Last summer I met Richard Rodriguez. Among our many commonalities was a Catholic upbringing in a shared historical moment, a love of books from an early age, and kidney cancer. Richard became aware of his through night sweats and various actual physical problems. I experienced none of these. “Ah,” he said, “you were asymptomatic.”

I don’t much care for the language of cancer or even the word itself. Or even talking about it in a round about way. My cousin Terri said, “Mel is a bad ca.” I know, that’s about all the letters I wish to use too. I never liked Sontag’s “Illness as Metaphor.” I always thought that her objection to the metaphors people use to describe cancer was purely personal, as if what she really objected to was other people talking about it at all, as if what she really objected to were people talking about her, as a “victim.” I object to that, too. But it’s hard to object to the aptness of war as a metaphor for cancer. A more timely analogy now might be zombification, the process by which the self is not the self, but is taken over by this other life-force which is a death force. I think I have vowed to never use the word “zombie” in my writing. At least, I meant to do so. So that’s my one and only transgression.

This melanoma that they found a few weeks ago was odd. It had no melanin in it. It was, the surgeon said, “amelanomic.”

My friend Tama, a melanoma survivor herself, said, “You are a two-time cancer survivor (how weird is that?).” Well, it’s pretty damned weird. Because this cancer, too, was without symptoms. My suffering, such as it has been, has been mostly not physical. And weird too because, though aging, I am more active and more fit than ever. The weekend before my surgery I skied to Rabbit Lake, a twelve-mile plus roundtrip on sketchy snow with about 1200 feet in elevation gain. Then, the next day I made my weekly visit to the summit of Flattop in gnarly winter weather. I felt great every minute of those outings.

When the surgeon called Tuesday night, long after office hours, to report the good news of my negative tests, I was flooded with relief, but it is a calm relief.

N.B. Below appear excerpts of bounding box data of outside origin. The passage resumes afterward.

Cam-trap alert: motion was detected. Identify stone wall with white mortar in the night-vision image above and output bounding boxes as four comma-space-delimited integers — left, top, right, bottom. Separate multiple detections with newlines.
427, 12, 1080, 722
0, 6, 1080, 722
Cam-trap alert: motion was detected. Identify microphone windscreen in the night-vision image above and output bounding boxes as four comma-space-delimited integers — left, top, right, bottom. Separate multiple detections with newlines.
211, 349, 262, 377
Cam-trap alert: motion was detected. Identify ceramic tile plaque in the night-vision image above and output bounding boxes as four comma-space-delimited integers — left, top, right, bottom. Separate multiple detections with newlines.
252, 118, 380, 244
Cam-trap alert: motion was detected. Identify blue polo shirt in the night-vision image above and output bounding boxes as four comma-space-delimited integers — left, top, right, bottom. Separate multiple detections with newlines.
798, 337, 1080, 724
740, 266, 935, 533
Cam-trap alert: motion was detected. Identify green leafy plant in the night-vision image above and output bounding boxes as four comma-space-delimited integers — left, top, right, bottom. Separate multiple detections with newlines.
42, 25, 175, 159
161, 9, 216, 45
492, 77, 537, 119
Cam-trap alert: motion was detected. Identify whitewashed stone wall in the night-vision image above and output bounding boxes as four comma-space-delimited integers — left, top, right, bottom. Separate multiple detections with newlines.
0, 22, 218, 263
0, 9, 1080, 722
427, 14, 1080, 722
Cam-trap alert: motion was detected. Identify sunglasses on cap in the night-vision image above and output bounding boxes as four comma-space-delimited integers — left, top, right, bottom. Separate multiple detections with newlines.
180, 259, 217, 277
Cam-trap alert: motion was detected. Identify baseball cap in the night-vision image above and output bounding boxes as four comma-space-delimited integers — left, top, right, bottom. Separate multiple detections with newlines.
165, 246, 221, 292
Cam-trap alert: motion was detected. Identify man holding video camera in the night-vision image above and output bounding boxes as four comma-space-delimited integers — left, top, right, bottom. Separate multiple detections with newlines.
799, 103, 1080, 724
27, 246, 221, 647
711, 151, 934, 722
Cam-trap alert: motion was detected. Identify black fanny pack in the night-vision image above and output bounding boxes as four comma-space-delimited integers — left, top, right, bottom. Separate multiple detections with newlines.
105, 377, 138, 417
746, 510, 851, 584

By the time I fell asleep, the runner from Kenya had not been found.

Since my last cancer (2005) I have tried to move forward, keeping in mind that every day is a gift. Last night, when my friends heard my good news, many used the word “celebration.” Oh, I’ll celebrate, (writing this is a celebration, I promise) but the celebration I have in mind is simply to return to my “every day is a gift” philosophy. I am celebrating every day, believe me.

I can return to my work, my writing projects, my skiing life. I can return to training for the Tour of Anchorage and the Alyeska Town League. I can train with Aisha for her triathlons, and keep doing yoga. Hit Alyeska with my sons. Enjoy the holidays. I can return to planning a climbing trip to the Alaska Range in the spring and a trip to the Himalaya in the fall.

“You are alive,” Richard Rodriguez told us, “And you have your pen in your hand.”

The runner from Kenya was found, alive (against all odds, in my opinion). He appeared, severely hypothermic, in the lobby of the hotel on campus at 3:30 a.m. this morning. I am wishing the very best for him, and would love to hear his story (though not entitled to it).

“It’s life, and life only.”

If someone had said to me, six years ago, “”Every day is a gift,” I would have been polite, but inwardly dismissive. But I believe those words today. I hope you hear me.